Publié le 13 janvier 2026 à 04h10. La nouvelle saison de la série Netflix Un homme à l’intérieur dépeint avec humour et réalisme les pressions financières et les enjeux idéologiques qui menacent les universités américaines, à travers les péripéties d’un détective privé infiltré dans un établissement en crise.
- Un don de 400 millions de dollars (environ 370 millions d’euros) d’un milliardaire de la technologie est au cœur d’un complot visant à transformer un collège en une entreprise lucrative.
- La série, créée par Michael Schur (connu pour Le bon endroit), offre une satire mordante des coupes budgétaires, de la marchandisation de l’éducation et de la perte de valeurs académiques.
- L’œuvre utilise des références littéraires, notamment le poème Ozymandias de Percy Bysshe Shelley, pour souligner la fragilité du pouvoir et l’importance durable des idées.
Dans la saison 2 de Un homme à l’intérieur, Charles Nieuwendyk, un ancien ingénieur et détective privé interprété par Ted Danson, est chargé d’une mission délicate : récupérer l’ordinateur portable du président du Wheeler College. En apparence anodine, cette affaire révèle rapidement des enjeux bien plus importants. L’ordinateur contient des informations sensibles concernant un don massif de Brad Vinick, un magnat de la technologie, dont les intentions sont loin d’être philanthropiques.
Le Wheeler College, fondé en 1883, traverse une période difficile. Confronté à des difficultés financières, l’établissement est dirigé par un président impopulaire qui a mis en œuvre une politique d’austérité drastique, réduisant les budgets des départements, l’aide aux étudiants et multipliant les partenariats commerciaux lucratifs. Ces mesures s’avèrent insuffisantes, et Vinick entre en jeu avec un plan secret, baptisé « Projet Aurora », visant à licencier la moitié du corps professoral, à exclure les enseignants des décisions importantes et à supprimer les disciplines qu’il juge « non essentielles », ne conservant que la biotechnologie, l’économie et l’informatique, afin de « préparer les jeunes adultes à la vie dans le monde moderne » selon les dires de l’équipe de la série.
Le président Jack Beringer est conscient des manœuvres de Vinick, mais craint de révéler sa connaissance, car cela pourrait compromettre ses chances d’obtenir un poste mieux rémunéré dans une université de Dallas. La situation est exacerbée par des mouvements de protestation étudiante qui compliquent davantage sa position.
La série dénonce avec acuité la logique de l’efficacité et de l’innovation qui s’impose de plus en plus dans le monde universitaire, un phénomène documenté par de nombreuses études comme le souligne l’article. Les budgets sont réduits, les programmes sont supprimés, et les principes fondamentaux de l’enseignement supérieur sont remis en question au nom de la nécessité économique. L’auteure, qui a étudié la vie universitaire, souligne que cette situation est dépeinte avec justesse dans la série.

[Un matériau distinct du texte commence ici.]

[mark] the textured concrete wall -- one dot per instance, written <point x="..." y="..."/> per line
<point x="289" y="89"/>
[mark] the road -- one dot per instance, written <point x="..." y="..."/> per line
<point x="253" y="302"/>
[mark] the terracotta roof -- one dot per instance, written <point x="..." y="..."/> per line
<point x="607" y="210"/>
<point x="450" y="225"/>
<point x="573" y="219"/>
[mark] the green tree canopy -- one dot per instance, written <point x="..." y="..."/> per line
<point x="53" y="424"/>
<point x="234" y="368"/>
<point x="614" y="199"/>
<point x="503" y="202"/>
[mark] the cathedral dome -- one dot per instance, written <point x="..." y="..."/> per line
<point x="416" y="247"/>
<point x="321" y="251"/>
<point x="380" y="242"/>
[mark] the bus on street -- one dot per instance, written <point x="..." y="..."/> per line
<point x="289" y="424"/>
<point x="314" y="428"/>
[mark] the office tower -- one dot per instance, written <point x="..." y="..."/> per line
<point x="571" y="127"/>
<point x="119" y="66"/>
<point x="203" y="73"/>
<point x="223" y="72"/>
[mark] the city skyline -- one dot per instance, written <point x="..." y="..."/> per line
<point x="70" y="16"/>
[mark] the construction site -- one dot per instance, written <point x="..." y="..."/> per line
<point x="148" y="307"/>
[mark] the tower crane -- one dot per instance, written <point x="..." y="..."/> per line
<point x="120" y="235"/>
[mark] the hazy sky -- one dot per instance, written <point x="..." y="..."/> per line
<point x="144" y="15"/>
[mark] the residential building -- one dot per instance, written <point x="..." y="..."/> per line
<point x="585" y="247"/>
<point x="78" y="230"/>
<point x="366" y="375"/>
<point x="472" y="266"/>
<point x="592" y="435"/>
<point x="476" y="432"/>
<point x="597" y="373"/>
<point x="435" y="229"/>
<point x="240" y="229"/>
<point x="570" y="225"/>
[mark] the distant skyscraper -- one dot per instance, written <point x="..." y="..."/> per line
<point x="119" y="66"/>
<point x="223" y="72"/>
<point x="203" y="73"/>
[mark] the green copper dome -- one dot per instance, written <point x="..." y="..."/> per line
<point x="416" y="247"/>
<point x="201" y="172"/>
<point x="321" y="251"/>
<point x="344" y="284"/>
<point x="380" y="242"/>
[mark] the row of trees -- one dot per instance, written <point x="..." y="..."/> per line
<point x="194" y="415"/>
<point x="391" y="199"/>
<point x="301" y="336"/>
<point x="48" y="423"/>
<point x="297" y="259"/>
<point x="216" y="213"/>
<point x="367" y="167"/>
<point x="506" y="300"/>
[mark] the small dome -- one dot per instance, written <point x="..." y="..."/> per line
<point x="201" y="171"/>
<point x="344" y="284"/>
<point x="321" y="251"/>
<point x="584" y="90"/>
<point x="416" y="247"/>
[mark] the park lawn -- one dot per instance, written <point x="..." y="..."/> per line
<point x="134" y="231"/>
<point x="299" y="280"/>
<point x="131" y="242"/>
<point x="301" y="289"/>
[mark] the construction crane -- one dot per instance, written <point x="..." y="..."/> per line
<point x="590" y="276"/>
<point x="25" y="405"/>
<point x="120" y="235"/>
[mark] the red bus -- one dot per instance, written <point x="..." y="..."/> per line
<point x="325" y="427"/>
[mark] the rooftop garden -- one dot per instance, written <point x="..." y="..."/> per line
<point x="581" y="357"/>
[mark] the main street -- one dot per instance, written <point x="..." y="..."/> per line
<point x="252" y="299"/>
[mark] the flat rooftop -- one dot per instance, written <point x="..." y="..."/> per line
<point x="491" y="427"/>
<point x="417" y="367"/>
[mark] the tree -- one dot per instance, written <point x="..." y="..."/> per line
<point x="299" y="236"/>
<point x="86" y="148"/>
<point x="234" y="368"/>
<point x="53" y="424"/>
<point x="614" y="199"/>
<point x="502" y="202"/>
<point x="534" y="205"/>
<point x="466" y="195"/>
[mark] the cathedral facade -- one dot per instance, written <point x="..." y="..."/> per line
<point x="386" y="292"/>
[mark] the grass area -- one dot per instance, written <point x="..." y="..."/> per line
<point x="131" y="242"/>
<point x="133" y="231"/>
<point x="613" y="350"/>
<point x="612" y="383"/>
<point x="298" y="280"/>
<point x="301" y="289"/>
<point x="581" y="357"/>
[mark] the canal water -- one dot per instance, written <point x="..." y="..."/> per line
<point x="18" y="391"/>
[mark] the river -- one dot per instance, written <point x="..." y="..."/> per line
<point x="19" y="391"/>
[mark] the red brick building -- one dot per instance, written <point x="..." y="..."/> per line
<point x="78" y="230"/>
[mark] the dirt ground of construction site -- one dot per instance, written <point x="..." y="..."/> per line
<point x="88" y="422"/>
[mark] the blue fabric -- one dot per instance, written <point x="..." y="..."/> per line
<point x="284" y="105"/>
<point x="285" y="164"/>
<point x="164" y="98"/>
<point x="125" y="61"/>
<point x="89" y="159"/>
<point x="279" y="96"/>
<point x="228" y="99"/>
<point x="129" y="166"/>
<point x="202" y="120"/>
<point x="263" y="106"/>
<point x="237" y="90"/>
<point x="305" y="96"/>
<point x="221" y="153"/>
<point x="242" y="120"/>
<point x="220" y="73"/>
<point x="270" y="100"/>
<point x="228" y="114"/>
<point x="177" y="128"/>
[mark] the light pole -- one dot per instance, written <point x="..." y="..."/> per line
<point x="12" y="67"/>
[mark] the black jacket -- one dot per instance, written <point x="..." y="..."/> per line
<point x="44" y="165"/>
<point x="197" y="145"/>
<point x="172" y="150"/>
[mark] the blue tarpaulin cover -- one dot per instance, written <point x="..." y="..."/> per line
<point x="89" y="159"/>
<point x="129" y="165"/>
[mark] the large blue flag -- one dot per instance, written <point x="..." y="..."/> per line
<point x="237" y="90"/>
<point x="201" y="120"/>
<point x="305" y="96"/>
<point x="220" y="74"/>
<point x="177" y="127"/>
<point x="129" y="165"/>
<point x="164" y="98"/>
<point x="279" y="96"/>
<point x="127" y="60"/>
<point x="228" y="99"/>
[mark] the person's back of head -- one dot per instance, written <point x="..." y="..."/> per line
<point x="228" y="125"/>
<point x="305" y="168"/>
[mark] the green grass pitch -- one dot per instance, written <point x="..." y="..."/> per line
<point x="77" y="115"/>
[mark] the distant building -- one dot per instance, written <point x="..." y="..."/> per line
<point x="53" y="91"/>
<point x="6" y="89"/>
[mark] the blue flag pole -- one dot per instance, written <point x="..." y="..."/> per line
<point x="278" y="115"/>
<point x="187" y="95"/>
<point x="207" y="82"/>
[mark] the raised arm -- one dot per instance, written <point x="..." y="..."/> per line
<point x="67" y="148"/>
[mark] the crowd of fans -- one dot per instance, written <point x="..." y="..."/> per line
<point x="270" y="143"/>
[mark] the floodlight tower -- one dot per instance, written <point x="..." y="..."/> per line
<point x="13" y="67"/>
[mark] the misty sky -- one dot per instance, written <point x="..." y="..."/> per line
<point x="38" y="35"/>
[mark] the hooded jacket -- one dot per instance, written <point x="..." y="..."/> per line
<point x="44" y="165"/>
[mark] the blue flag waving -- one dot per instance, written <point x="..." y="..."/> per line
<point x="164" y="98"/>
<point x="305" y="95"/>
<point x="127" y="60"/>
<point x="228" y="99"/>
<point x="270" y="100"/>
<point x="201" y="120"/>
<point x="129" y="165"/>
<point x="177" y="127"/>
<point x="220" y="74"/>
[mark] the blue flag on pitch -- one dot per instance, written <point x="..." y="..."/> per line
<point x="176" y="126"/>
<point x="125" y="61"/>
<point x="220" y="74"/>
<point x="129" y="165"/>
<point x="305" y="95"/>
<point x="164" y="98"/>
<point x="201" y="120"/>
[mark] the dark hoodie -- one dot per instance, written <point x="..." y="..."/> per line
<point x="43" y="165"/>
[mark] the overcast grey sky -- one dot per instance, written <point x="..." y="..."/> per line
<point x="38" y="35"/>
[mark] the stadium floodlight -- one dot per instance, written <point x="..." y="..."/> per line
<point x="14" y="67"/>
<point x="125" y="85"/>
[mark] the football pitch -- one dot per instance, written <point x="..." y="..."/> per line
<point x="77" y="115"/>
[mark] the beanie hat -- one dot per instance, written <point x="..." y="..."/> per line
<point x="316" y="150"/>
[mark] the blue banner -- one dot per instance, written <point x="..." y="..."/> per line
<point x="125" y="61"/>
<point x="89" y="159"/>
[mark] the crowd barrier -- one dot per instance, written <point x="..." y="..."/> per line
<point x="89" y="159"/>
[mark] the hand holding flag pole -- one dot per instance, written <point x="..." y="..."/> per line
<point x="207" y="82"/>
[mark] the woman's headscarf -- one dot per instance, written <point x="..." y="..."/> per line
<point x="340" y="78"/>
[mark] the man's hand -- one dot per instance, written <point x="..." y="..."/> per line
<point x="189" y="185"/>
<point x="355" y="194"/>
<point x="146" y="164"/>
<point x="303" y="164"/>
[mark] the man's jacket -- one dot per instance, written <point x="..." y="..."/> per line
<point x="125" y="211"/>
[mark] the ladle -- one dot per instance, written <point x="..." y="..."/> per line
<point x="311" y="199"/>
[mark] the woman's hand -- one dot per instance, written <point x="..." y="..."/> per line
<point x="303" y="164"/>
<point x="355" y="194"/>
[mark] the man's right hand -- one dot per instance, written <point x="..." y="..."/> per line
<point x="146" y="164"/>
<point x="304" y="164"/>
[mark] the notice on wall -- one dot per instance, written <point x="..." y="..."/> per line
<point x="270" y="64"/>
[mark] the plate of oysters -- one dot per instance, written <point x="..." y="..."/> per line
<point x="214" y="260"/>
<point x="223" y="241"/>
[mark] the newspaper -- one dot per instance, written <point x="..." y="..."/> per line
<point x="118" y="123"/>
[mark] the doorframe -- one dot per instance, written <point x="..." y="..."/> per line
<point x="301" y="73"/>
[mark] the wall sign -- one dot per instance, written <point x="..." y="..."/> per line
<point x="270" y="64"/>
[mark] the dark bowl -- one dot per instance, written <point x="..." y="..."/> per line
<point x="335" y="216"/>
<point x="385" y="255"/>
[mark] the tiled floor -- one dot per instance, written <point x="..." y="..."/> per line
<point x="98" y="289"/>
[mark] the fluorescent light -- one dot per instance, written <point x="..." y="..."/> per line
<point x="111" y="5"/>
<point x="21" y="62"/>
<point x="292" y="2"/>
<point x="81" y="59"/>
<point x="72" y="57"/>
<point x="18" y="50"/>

Si Beringer et Vinick incarnent les principaux antagonistes, la série ne se prive pas de critiquer certains travers du monde académique. Le musicologue, par exemple, est dépeint comme un artiste distrait, tandis que le directeur du département d’anglais est présenté comme un snob littéraire. Cependant, la série évite les stéréotypes simplistes, reconnaissant, selon le Dr Benjamin Cole, chef du département d’anglais : « ce ne sont pas les meilleurs moments ». L’accent est mis sur les efforts du personnel et des professeurs pour préserver l’enseignement et la recherche malgré les coupes budgétaires et les attaques contre des disciplines considérées comme « inutiles » par l’investisseur milliardaire.
La série utilise des références littéraires pour renforcer son message. Le poème Ozymandias de Percy Bysshe Shelley publié en 1818, évoquant la vanité du pouvoir et la pérennité des idées, est cité à plusieurs reprises par le Dr Cole, qui souligne sa pertinence continue : « L’argent, la renommée, le pouvoir ne durent pas. Mais les idées… peuvent perdurer. »
Un homme à l’intérieur s’inscrit dans la lignée des œuvres de Martha Nussbaum qui défend l’importance d’une éducation humaniste pour donner du sens au présent et développer un esprit critique. Vinick, tel un Ozymandias moderne, cherche à immortaliser son nom à travers des projets grandioses et des portraits à son effigie. La série, à travers son humour et son réalisme, offre une défense opportune de l’enseignement supérieur et souligne l’importance de la communauté et du savoir.